By Tracy Burrows, ITWeb contributor.
Johannesburg, 28 May 2019
Veronica Schmitt, academic and Lead Forensic Analyst at DFIR Labs.
Veronica Schmitt, academic and Lead Forensic Analyst at DFIR Labs.

Government may not be taking the risk of cyber attack on critical infrastructure seriously enough.

So says Veronica Schmitt, academic and Lead Forensic Analyst at DFIR Labs. Speaking at the ITWeb Security Summit 2019 in Sandton today, she said governments tended to react after the fact instead of taking strong proactive measures to protect critical national infrastructure from cyber attacks.

However, she also noted that the critical national infrastructure which often runs older, simple systems not designed to withstand sophisticated attacks, is challenging to take offline to upgrade.

Schmitt’s talk, ‘Total wipe out: What could happen if cyber criminals successfully attacked a country’s critical infrastructure systems’, assessed the cyber war risks facing countries. “The key to cyber war isn’t to cripple key infrastructures one by one – it’s to take them all down strategically and simultaneously,” she said.

What would I take down first?

Schmitt outlined the approach she would take if she were a nation state or activist seeking to cripple a country.

First, she said she would take down healthcare systems, water infrastructure and facilities such as food reserve storage. Then, as people tried to flee, she would lock down transport and logistics infrastructure to prevent them from leaving and prevent aid from being sent in. “I’d leave the telecommunications and electrical infrastructure on, to keep my attack alive,” she said.

The key to cyber war isn't to cripple key infrastructures one by one – it's to take them all down strategically and simultaneously.

Schmitt said that because critical infrastructure was no longer ‘air gapped’, it was vulnerable.She noted that the air gaps that used to exist between IT and operational technologies had closed, with even a memory stick or single connection presenting a risk.

“In some cases, the attackers gained access via the single connection that had to be left open to allow third party vendors to install updates. Crucially, the attackers watched and waited for some time before actually launching their attack,” she said.

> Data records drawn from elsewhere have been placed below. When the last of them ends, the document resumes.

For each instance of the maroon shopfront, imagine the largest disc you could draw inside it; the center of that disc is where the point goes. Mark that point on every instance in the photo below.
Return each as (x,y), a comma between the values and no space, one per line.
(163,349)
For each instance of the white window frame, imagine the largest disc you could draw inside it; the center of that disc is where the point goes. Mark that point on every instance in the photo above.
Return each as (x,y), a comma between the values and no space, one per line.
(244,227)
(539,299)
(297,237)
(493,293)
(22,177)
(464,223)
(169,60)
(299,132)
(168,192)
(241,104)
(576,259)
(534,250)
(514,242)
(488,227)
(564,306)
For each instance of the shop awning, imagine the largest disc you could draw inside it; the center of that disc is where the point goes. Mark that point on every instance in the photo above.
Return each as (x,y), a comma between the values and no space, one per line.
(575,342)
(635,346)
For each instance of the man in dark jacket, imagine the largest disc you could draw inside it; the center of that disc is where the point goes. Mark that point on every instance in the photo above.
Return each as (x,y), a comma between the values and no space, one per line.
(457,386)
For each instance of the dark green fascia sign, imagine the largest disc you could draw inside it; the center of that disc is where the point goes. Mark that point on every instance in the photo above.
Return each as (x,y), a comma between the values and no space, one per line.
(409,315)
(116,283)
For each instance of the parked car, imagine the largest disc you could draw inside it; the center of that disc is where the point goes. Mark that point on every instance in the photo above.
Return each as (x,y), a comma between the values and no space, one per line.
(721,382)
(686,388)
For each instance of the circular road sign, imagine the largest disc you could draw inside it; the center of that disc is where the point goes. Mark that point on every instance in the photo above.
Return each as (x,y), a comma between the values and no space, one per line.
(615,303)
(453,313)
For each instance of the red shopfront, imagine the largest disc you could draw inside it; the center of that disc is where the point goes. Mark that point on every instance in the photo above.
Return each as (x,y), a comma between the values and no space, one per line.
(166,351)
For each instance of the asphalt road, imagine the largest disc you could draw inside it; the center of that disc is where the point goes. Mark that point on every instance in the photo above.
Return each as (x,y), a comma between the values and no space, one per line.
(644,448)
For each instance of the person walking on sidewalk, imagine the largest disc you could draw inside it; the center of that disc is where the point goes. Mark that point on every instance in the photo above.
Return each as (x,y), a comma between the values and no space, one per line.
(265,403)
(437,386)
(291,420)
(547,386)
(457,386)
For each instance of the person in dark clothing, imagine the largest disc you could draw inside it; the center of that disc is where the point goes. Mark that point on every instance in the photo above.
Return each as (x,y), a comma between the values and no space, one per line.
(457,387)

She cited high profile attacks on infrastructure, such as the 2003 US Northeast blackout and 2011 Stuxnet attack on Iranian nuclear infrastructure, pointing out “These types of attacks have happened, just not simultaneously against the same country.”

Schmitt said it was possible that a country coming under a systematic and strategic cyber attack could experience total blackout and be crippled within a month.